Building an automatic backup verification pipeline: Elasticsearch edition

If you don’t restore and verify your backups, you don’t know that they’ll actually work when the time comes. Doing this manually is time consuming, easily forgotten and a great candidate for being automated. I’m sure you can imagine that we’d normally be talking about backups for a database or perhaps some archived Elasticsearch indices, but even your local GitLab instance or Minecraft server backups deserve some love. Once you’ve applied the pattern to one setup, you can repeat the same blueprint over and over again, changing only the part that performs the verification.

For our Elasticsearch example, we’re going to make some assumptions about the snapshots that we’re taking and will use those assumptions to test the backups. Namely, we’re going to perform a very basic count of the number of documents in each index that we restore and expect it to be over a threshold. This is an extremely simplistic test that would be suited to log data, but requires adaptation for nearly any other data set.

We’ll use the Elasticsearch snapshot repository plugin for S3 to send our backups straight into the processing ‘pipeline’. See the ES docs for setting this up. Once the snapshot has been created and uploaded, we can configure the S3 bucket to send a notification to a Lambda function. Although it would be convenient to also have the Lambda function restore the backup and then verify that it’s OK, it’s unlikely that we would have enough disk space, processing power or time to perform those steps. There are a few options we might consider for the compute part of this task, each with their own pros and cons:

Spinning up an EC2 instance

We can do this fairly easily by baking an AMI that contains all of the required software (e.g. with Packer) and then using the user-data to tell the instance which backup it should target. We’d have to manage the lifecycle of the instance, making sure it gets terminated once the verification is complete, but that could easily be achieved if the instance is allowed to self destruct.
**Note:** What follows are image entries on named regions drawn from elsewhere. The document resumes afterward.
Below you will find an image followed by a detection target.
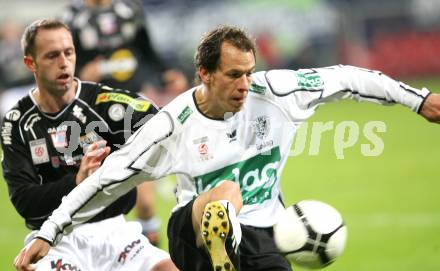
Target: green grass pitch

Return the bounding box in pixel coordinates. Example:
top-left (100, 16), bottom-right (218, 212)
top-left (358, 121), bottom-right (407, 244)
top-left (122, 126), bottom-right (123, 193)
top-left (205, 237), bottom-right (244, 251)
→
top-left (0, 80), bottom-right (440, 271)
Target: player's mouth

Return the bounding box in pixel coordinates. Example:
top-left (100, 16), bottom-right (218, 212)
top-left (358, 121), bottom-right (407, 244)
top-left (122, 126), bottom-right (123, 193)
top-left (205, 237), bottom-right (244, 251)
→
top-left (57, 73), bottom-right (70, 85)
top-left (232, 95), bottom-right (246, 105)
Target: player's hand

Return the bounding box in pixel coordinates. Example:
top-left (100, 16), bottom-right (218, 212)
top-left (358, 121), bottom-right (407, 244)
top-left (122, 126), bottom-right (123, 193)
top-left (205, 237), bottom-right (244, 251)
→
top-left (420, 93), bottom-right (440, 123)
top-left (14, 238), bottom-right (50, 271)
top-left (76, 140), bottom-right (110, 185)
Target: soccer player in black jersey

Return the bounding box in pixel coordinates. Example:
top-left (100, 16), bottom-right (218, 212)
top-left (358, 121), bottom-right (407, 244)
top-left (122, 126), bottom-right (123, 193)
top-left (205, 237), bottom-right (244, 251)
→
top-left (1, 20), bottom-right (176, 270)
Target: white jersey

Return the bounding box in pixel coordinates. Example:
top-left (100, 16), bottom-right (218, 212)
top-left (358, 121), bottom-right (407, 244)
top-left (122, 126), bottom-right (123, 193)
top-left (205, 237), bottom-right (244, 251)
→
top-left (39, 66), bottom-right (430, 242)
One advantage of this method is that we can use a spot instance, even with a blocked out reservation of time to ensure the process completes. This might make it more cost effective if you’re restoring many backups on a frequent basis and the wide range of instance types available also means we have great choice of the types of compute and storage we can use.
Lambda function

As discussed above, the runtime limit on Lambda functions and lack of disk space makes them unsuitable for this task.
ECS task (Fargate)

Fargate removes the need for us to have instances running and lets us use a Docker container for the restoration and verification. The downside is that it has a reasonably small amount of disk space (10GB, which has to include the OS and software) so isn’t suitable for all but the smallest backups.
ECS task (EC2 instance backed)

If we have an existing ECS cluster with instances ready to go, we could use them to run the verification job. This may be desirable if you have a large ECS cluster that you’d like to re-use (e.g. if it contains lots of spot or reserved instances). The downsides are that it may be difficult to schedule the container if your ECS instances don’t have much disk space or compute available and the delay if you have to scale up the ECS cluster to accommodate the restoration tasks.
CodeBuild

Another container based solution which doesn’t require the manual provisioning of EC2 instances is CodeBuild. There are a few tiers of compute available and we get 64GB of disk space with the smallest tier or 128GB of space with the two larger tiers. Additionally, we can put the CodeBuild Docker daemon into privileged mode and launch new containers to run the service that we’re restoring a backup for. This might be desirable if you’re a Docker shop and have backups for a server that’s a pain to manually install (e.g. if it’s not available in your OS repos).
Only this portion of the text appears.